Support for variables with multiple types

google / blockly

The web-based visual programming editor.

https://developers.google.com/blockly/

Apache License 2.0

12.43k stars 3.71k forks source link

Support for variables with multiple types #1997

Open jollytoad opened 6 years ago

jollytoad commented 6 years ago

Problem statement

Blocks can define multiple types on an output connection, this can be used to indicate the returned type is the union or intersection of two types, which is certainly possible in many of the target languages, it can also be used to indicate that a return type could be coerced into one of the types or to simulate inheritance.

Unfortunately though variables don't currently share this ability, so a variable block can only return a single type.

Expected Behavior

Variable blocks should have the same ability as other blocks to return multiple types.

Proposal

Allow an array of strings to be passed as the type of the variable, and adapt the VariableMap to cope with this in a backwards compatible manner.

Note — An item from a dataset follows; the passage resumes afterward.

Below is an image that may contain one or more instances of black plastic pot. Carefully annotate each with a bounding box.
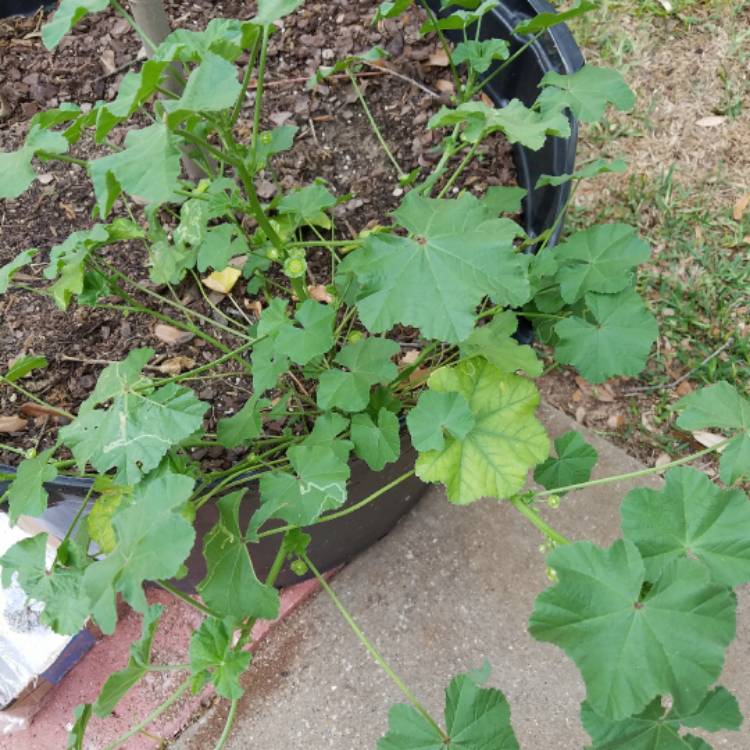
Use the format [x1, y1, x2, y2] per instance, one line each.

This is a feature I need atm, so I'll be hacking the variable model & map as a proof of concept. If this is something that would be generally desirable in Blockly, I'd be happy to produce a full PR.

jollytoad commented 6 years ago

I've rolled an initial implementation of this, as overrides (rather than a fork atm), which can be found in this gist... https://gist.github.com/jollytoad/7a7df5272aa7d767463fcb391a215f86

NOTE: That gist contains an additional extension to allow changing of a variable type - which I also need - but for the sake of this specific enhancement I'd be happy to not included this in the PR if you'd prefer not to support that feature.

RoboErikG commented 6 years ago

I don't think I understand why this needs to go into the variable model. The output type of a block is not connected to the type of the variable field except for the dynamic variable block, and you could get this feature on the dynamic variable block with a map of compatible types and modifying the mutator to set all the compatible types instead of just the variable type on its output.

What's your use case for this?

jollytoad commented 6 years ago

We are generating Java code using our own code generation (implemented in Java), so we are very strictly typed, and we're attempting to enforce this type safety in our block connections.

In the generated code we also allow conversions between certain types, eg. converting a String to a 'Thing' by looking up the Thing by name. So often data can be passed around as multiple types, eg. String or Thing - and the block connection checks support this fantastically.

But sometimes we need to put these into variables too, and we still want the variable to be of String or Thing type - so it make sense to me to record this fact as the most fundamental level, the VariableModel.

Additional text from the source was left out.